What is Chain of Thought (CoT)?
A prompting technique that asks an LLM to 'think step by step' before answering — significantly boosts accuracy on hard problems.
Chain of Thought (CoT) is a prompting technique that asks an LLM to write out its reasoning steps before reaching a conclusion, instead of jumping straight to the answer. It noticeably improves accuracy on logic, math, and planning problems.
Example
Plain prompt:
Roger has 5 tennis balls. Today he buys 2 cans, each containing 3 balls. How many balls does Roger have?
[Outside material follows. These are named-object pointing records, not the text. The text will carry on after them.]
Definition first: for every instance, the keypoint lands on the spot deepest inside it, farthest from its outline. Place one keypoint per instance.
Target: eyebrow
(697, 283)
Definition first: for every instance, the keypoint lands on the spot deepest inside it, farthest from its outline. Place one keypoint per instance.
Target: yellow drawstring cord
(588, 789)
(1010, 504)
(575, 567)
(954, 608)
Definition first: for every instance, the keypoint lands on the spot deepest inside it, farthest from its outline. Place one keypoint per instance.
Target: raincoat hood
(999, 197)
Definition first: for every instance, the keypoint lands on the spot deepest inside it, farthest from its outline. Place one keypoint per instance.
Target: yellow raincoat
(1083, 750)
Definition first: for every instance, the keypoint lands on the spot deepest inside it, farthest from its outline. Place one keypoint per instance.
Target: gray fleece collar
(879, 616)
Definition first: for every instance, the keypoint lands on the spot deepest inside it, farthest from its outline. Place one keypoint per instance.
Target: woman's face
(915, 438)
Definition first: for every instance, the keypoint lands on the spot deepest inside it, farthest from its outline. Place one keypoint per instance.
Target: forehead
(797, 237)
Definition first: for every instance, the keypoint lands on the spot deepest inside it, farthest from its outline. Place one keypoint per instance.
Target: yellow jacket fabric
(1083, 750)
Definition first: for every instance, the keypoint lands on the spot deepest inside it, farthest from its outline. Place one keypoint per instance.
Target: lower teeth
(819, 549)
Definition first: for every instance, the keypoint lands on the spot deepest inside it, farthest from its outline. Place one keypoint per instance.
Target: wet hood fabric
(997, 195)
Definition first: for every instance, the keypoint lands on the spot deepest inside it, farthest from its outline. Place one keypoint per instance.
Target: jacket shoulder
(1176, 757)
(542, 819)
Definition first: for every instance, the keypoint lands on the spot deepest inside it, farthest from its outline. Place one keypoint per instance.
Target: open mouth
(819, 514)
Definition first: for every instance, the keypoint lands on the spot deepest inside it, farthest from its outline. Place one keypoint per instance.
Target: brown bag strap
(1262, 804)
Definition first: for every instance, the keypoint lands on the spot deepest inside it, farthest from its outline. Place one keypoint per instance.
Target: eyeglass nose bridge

LLM (no CoT): “11 balls.” → correct, but sometimes wrong because it leaps straight to the answer.
CoT prompt:
Roger has 5 tennis balls. Today he buys 2 cans, each containing 3 balls. How many balls does Roger have? Let’s think step by step.
LLM:
Step 1: Roger starts with 5 balls. Step 2: 2 cans × 3 balls = 6 new balls. Step 3: 5 + 6 = 11 balls. Answer: 11 balls.
By “exposing” its reasoning, the model makes fewer arithmetic and logic mistakes.
Why does CoT work?
The intuition: an LLM predicts tokens. When you ask it to write step-by-step, each new token is conditioned on the previous step → fewer chances to skip ahead and get it wrong.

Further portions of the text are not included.